In this picture DAHA appears recently in physics (since geometric Langlands in all its variants does), in the work of Kapustin (arXiv:hep-th/0612119 and with Saulina 0710.2097) as "Wilson-'t Hooft operators" --- the idea is that in SUSY gauge theory there's a full DAHA of operators (with the above names). Passing to the TFT which gives Langlands kills half of them - a different half on the two sides of Langlands duality, hence the asymmetry.. but in the classical version all the operators survive, and the SL2Z of electric-magnetic/Montonen-Olive S-duality is exactly the Cherednik SL2Z you mention..

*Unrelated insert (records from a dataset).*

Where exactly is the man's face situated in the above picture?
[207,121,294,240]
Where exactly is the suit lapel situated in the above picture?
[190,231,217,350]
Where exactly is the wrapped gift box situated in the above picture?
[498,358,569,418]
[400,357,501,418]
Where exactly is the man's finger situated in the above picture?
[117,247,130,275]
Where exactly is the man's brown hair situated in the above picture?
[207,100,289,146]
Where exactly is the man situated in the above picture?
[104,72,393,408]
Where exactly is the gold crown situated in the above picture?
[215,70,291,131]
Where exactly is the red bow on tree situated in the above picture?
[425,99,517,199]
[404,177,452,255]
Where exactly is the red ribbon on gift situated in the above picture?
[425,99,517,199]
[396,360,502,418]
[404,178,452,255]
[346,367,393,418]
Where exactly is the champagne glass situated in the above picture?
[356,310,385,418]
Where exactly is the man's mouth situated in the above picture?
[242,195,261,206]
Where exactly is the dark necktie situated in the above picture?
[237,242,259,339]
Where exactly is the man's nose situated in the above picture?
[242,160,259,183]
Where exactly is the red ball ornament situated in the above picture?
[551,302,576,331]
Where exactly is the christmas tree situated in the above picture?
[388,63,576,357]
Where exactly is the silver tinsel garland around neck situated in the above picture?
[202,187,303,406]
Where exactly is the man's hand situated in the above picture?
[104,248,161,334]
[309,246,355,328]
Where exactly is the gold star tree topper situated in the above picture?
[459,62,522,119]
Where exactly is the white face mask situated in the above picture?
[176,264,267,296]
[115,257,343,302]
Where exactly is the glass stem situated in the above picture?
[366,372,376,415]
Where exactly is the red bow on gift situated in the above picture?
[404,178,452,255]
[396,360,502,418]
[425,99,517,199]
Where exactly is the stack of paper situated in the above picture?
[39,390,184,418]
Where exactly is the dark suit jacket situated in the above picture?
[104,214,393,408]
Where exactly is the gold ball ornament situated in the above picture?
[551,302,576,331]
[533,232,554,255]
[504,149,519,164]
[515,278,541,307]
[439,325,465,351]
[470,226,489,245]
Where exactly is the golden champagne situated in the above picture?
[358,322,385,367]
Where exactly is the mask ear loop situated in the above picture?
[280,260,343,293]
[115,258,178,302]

Finally (since this is getting awfully long), the no-loop picture: this is the one you referred to in 2. via Dunkl type operators. Namely DAHA appears as difference operators on H/W (and its various degenerations, the Cherednik algebras, appear by replacing H by h and difference by differential). In this guise (and I'm not giving a million refs to papers of Etingof and many others since you know them better) DAHA is the symmetries of quantum many-body systems (Calogero-Moser and Ruijsenaars-Schneiders systems to be exact), and this is where Macdonald polynomials naturally appear as the quantum integrals of motion. The only thing I'll say here is point to some awesome recent work of Schiffmann and Vasserot arXiv:0905.2555, where this picture too is tied to geometric Langlands.. very very roughly the idea is that H/W is itself (a degenerate version of an open piece of) a moduli of G-bundles, in the case of an elliptic curve. Thus studying DAHA is essentially studying D-modules or difference modules on Bun_G in genus one (see Nevins' paper arXiv:0804.4170 where such ideas are developed further). Schiffman-Vasserot show how to interpret Macdonald polynomials in terms of geometric Eisenstein series in genus one.. enough for now.